Each year, new faculty and staff members join the Franklin College community. But how do they earn their position? Susan Crisafulli, an associate English professor and chair of the English department, sits on several search committees for new hires. She recently sat down with The Franklin to give students an in-depth look at the college’s hiring process.
01. CASE STATEMENT
Departments are required to write a case statement, a 10-page document explaining why it needs to add a position or fill an existing position. In the document, the department must answer a series of questions relating to why the position is necessary or needs to be filled.
“The purpose is to make sure that we’re hiring in the right places—that we’re following student interest and demand,” Crisafulli said.
For example, the psychology department recently added a fourth position, a job that didn’t previously exist.
“When I got here, they had only two positions, but their numbers have grown so much that they’ve been able to expand to four,” Crisafulli said.
In order to add the position, the department wrote a case statement, which was due in April 2017. After it was submitted, it was approved by a series of college administrators, including the Academic Advisory Committee, the provost and President Thomas Minar.
02. SEARCH COMMITTEE
Once the case statement is approved by the Academic Advisory Committee, the provost and the president, a search for applicants begins in the fall, usually near September.
A majority of the time, the committee is formed over the summer or early fall. The provost typically appoints the chair of the committee and then consults with the chair to see who else will sit on the committee.
The search committee generally consists of five people: one staff member and four faculty members, either inside or outside the department. For example, in a larger department like English, the search committee may consist of three members of the department and one from another. But in smaller departments, there may be a different balance.
The committee also involves a search facilitator whose responsibility is to ensure the search committee stays compliant with the rules, including asking legal questions.
Questions such as whether an applicant has children and their marital status are not appropriate.

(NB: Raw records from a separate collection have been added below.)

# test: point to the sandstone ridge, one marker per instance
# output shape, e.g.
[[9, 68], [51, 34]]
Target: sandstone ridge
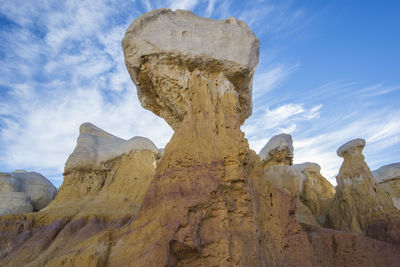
[[207, 199]]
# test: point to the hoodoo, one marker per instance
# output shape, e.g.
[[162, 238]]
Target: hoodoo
[[206, 199]]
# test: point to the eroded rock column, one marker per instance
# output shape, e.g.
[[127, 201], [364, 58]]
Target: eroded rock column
[[358, 202], [203, 207]]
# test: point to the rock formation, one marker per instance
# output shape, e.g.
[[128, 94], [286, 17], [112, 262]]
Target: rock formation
[[388, 178], [358, 202], [278, 151], [91, 202], [317, 193], [35, 191], [287, 179], [95, 146], [14, 203], [209, 203], [206, 200]]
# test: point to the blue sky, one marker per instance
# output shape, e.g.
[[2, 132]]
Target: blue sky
[[329, 72]]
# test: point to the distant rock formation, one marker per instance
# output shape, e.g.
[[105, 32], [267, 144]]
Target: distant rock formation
[[106, 174], [95, 146], [31, 190], [286, 179], [388, 178], [358, 201], [14, 203], [206, 199], [317, 193], [278, 151]]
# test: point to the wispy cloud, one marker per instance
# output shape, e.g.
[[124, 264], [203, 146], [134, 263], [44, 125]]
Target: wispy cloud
[[265, 81]]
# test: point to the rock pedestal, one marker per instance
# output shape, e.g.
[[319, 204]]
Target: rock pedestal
[[358, 203], [317, 192], [209, 203]]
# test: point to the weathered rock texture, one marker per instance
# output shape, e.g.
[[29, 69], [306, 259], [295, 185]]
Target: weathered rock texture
[[278, 151], [38, 190], [95, 146], [317, 193], [287, 179], [359, 204], [388, 178], [207, 201], [76, 229], [14, 203]]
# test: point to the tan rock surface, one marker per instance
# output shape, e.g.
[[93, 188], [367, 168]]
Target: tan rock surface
[[318, 192], [164, 49], [95, 146], [388, 178], [359, 203], [207, 203], [337, 248], [38, 189], [76, 228], [14, 203]]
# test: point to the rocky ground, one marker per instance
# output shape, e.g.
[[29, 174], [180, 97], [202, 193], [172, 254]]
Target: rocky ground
[[207, 199]]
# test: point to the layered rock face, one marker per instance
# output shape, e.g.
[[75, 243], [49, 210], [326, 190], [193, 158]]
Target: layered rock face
[[388, 178], [95, 198], [358, 203], [317, 193], [207, 199], [209, 203], [106, 175], [278, 151], [31, 190]]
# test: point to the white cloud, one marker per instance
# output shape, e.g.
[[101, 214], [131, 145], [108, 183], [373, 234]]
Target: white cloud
[[265, 81]]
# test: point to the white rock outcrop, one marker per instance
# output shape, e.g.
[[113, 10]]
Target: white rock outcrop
[[353, 146], [358, 201], [14, 203], [287, 179], [95, 146], [163, 49], [38, 190], [278, 151], [318, 192], [388, 178]]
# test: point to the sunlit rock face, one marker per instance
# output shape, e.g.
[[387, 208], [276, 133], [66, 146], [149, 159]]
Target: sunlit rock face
[[204, 200], [278, 151], [165, 50], [95, 146], [388, 178], [317, 193], [38, 191], [359, 202], [201, 207]]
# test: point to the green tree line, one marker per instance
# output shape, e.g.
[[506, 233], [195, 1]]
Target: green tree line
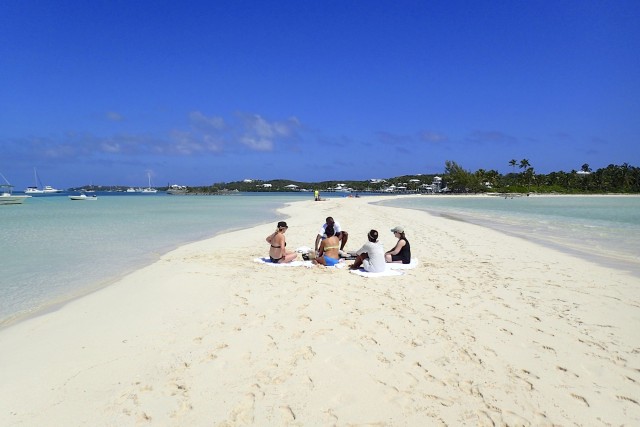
[[521, 179]]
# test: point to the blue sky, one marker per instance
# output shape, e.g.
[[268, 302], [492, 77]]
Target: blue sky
[[199, 92]]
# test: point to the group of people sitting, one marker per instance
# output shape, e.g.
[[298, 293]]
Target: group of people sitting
[[330, 243]]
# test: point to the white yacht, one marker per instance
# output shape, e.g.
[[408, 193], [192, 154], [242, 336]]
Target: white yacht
[[38, 189], [83, 197]]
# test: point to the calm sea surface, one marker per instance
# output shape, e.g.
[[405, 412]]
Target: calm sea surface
[[604, 229], [52, 248]]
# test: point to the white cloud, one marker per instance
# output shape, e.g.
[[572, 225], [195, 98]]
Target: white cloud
[[114, 117]]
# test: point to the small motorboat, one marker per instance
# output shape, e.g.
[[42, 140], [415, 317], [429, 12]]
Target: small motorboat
[[84, 197]]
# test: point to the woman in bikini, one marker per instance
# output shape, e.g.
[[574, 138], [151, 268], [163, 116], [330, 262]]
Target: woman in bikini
[[278, 252], [329, 249]]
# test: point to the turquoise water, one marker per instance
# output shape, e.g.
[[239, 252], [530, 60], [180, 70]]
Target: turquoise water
[[53, 248], [603, 229]]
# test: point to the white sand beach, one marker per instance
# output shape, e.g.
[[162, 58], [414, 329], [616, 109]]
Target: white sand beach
[[488, 329]]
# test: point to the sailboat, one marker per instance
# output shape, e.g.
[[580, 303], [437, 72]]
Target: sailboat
[[38, 189], [149, 190], [6, 197]]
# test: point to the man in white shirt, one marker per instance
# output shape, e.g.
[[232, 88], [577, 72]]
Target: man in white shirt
[[342, 235], [370, 255]]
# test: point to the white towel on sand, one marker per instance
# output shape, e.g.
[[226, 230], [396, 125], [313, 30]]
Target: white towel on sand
[[286, 264]]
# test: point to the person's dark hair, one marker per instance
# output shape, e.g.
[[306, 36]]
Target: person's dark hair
[[329, 231]]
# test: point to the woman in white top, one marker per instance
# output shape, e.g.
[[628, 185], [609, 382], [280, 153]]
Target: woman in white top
[[370, 255]]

“The search facilitator is just there to make sure things run smoothly and that we are compliant with equal opportunity laws and with the college’s expectations,” Crisafulli said.
03. JOB DESCRIPTION
The search committee meets in the fall to draft a job description, which is posted to a variety of sites. These sites may depend on the type of position and what department it is in.
For example, job postings for the English department are shared on the MLA Job List. For history, postings are available on the American Historical Association List. In addition, the committee searches for a variety of ways to diversify the candidate pool as much as possible.

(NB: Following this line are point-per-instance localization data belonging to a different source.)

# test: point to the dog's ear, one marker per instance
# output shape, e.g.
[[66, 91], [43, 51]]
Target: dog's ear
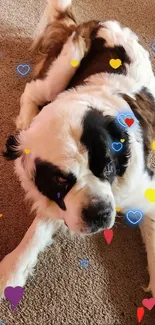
[[12, 148]]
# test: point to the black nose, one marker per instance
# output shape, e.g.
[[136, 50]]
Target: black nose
[[97, 216]]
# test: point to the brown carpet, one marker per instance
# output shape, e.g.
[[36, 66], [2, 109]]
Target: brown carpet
[[108, 291]]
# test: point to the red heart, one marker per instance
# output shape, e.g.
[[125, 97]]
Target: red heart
[[140, 314], [108, 235], [149, 303], [129, 121]]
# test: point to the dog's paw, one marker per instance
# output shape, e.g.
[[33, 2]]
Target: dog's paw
[[10, 275]]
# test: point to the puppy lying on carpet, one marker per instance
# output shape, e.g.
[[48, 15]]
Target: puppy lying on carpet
[[71, 170]]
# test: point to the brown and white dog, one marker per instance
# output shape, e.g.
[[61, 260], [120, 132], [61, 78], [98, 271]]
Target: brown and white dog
[[74, 172]]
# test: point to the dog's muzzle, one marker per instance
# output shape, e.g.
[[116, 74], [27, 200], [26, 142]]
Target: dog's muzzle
[[97, 216]]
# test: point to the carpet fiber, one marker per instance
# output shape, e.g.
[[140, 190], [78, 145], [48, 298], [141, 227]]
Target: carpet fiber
[[109, 290]]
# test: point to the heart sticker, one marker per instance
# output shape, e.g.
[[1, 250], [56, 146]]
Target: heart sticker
[[150, 194], [140, 314], [117, 146], [122, 118], [129, 121], [115, 63], [108, 235], [27, 151], [149, 303], [14, 295], [153, 145], [134, 217], [74, 63], [23, 69]]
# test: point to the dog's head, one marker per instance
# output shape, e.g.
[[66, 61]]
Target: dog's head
[[69, 166]]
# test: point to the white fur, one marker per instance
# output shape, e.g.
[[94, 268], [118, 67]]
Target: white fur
[[60, 122], [40, 91]]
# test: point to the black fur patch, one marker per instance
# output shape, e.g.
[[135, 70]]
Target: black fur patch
[[97, 61], [46, 179], [12, 151], [143, 108], [97, 216], [99, 133]]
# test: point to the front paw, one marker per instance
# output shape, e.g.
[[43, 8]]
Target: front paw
[[10, 275]]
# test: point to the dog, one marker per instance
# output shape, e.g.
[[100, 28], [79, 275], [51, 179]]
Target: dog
[[70, 170]]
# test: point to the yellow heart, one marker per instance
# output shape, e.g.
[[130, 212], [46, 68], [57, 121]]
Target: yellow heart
[[115, 64], [74, 63], [153, 145], [150, 194], [27, 151]]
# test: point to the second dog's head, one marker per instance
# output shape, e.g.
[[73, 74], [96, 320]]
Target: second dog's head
[[66, 165]]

“The majority of Ph.D. candidates in the country are white people and, depending on your discipline, white males,” Crisafulli said. “We’re trying to make the statement that Franklin College cares about diversity.”
The deadline for job applications Typically falls between November and December.
04. INTERVIEW PROCESS
After receiving applications, the search committee reviews all applications and compiles a list of qualifying applicants for Skype interviews.
Following an initial Skype interview with each potential candidate, the committee narrows down a list of two to four applicants to invite to Franklin College for an on-site interview. The visits typically occur around January or February, and a job is off ered by March.
The interview process usually lasts about a day and a half. During this time, the candidate has scheduled meetings with students, department members, the division head, the provost, the president and other key staff members. They also lead a teaching demonstration.
The teaching demonstration was both the most exciting and nerve-wracking part of new Assistant Education Professor Jose Martinez’s campus visit.
“I had anticipated about nine students but about 30 showed up,” he said. “It gave me a realistic opportunity to see what teaching at Franklin would be like, and I appreciated that they engaged in the lesson.”
For Martinez, the hiring process was a “unique and welcoming experience.”
“Everyone I spoke to wanted to get to know me as a person and as a professional to make sure that I was a right fit for Franklin College,” Martinez said.
After the campus visit, applicants then wait to be offered a job. If the selected candidate declines, the committee has to go back through the other candidates.
EXPENSES AND TIME
“It’s an expensive process. I don’t know the average, but the college pays a lot of money,” Crisafulli said. “We pay for [the
candidate] to fly in. We pay for all of the hotels. We pay for their stay. It depends on how far they’re coming.”
The search committee spends an average of 50 hours on the hiring process, including interviews, meetings and on-campus visits.